Do i regret it? Well, a little. A week after the piercing, i suffered an infection; there was pus, some blood and LOTS of pain. My MUMMY gently cleaned it up for me, she was so nice about it, hardly told me off at all. After that, i inserted a thin plastic ear stick in. Another 2 weeks later, i swopped the ear stick for a pretty ear stud my friend bought for me. GET THIS: I had another infection the next day. so sue me pleeeeease. In the whole commotion, i lost that pretty ear stud.

Today, my ear hole still remains, i kept it unclosed with the ear stick. Just in the afternoon, i swopped it for the original ear stud i pierced it with. Because the ear stick is transparent, I don't think either Pris has been able to notice it. For the last 2 and a half months, I haven't been able to sleep on my right side, which is my favourite side as well. :( oh sigh.

the irritant

Monday, September 17, 2007

Grey Areas

During yesterday's leaders' meeting in church, just the youth, we had a heated discussion about grey areas.
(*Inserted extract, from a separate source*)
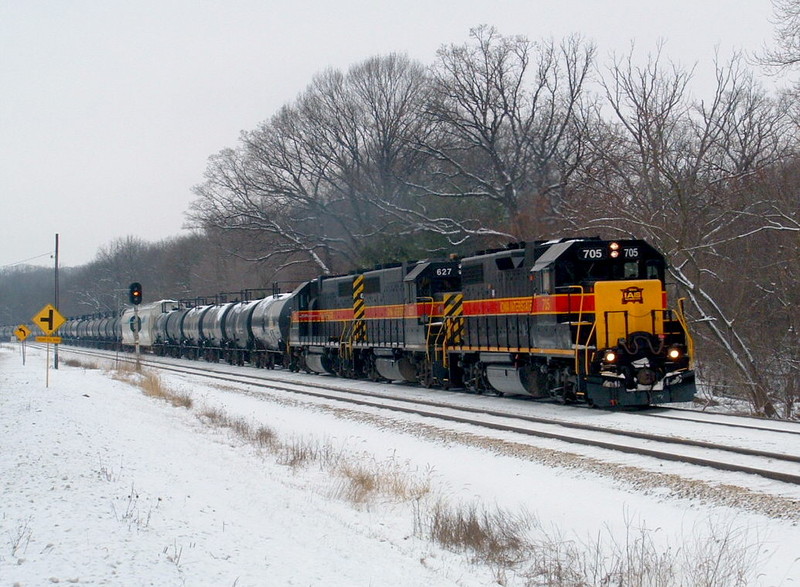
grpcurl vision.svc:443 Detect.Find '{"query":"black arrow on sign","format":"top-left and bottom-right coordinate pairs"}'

It was exciting, because youth leaders like us have the tendency to just keep quiet when Ps Aaron speaks, forgetting we have a mouth and an opinion each.

Grey areas,especially for Christians, are tricky aspects about life which we have no hard and fast answers for. WE all know we shouldn't have pre-marital sex, no murdering and the like. But what about drinking (just a TEENY bit?), movies (you don't expect us to watch only Pixar animations) and even something artsy but wrong? In June, i watched this live performance at Esplanade called Blue Love... this is the shocking part: there was a nude scene. OK, to explain myself, i didn't really take note of the warning which said 'some nudity, not for those aged below 16' when i bought the tix. Neither was I concerned about the 16-year-old limit, cos I'm 18! In the midst of Blue Love, therefore, i had to cover my eyes. (I loved the show btw)
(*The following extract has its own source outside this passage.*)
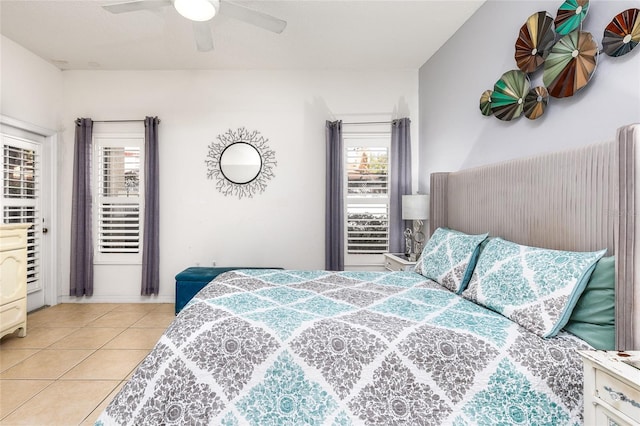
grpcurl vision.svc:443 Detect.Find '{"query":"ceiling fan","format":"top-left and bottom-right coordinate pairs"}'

My opinion about grey areas is everyone is free to do what he wants, but with freedom comes responsibility and the desire to honour God in every way. Preaching and teaching our sheep ultimately have their limits, every Christian must grapple with these issues themselves. Oh, don't forget too that there's also the Holy Spirit who will quicken our spirits to do what's right.

Sunday, September 16, 2007

Girls' Night OUT

Haha, it's been a while since i blogged. I wanna forget my old blog, which i felt was too emo. Went out with Reb and Kelly yesterday and brought them to Glutton's Bay. The food's really good!!! We had Hokkien Mee, oyster omelette and satay!!! But it was costly too, i mean, for hawker fare standard.


Reb, Kelly and I agree that at our age (20, 19, 18) there's no better time to be excited about life. We talked about the future, a major concern was actually money. (Gasps, not guys apparently) All of us see ourselves in comfortable, luxurious homes and pampering ourselves to the max. Admittedly, there is something wrong with this image cos firstly, FEW, and i mean, really few can attain such a lifestyle. And why weren't we seeing ourselves as contributing inidivduals to the society?


We talked about guys, of course, which obviously there's no room for discussion here. THE main thing I wanna say is, life is really exciting (now), uncertain, thrilling and there's plenty of room for mistakes to be made, as well as regrets. Obviously I can't say I'm not gonna regret or make mistakes, inevitably I will.. so I'll put my trust in the Lord. In everything and for everything. I hoped that's what we three concluded for the night together.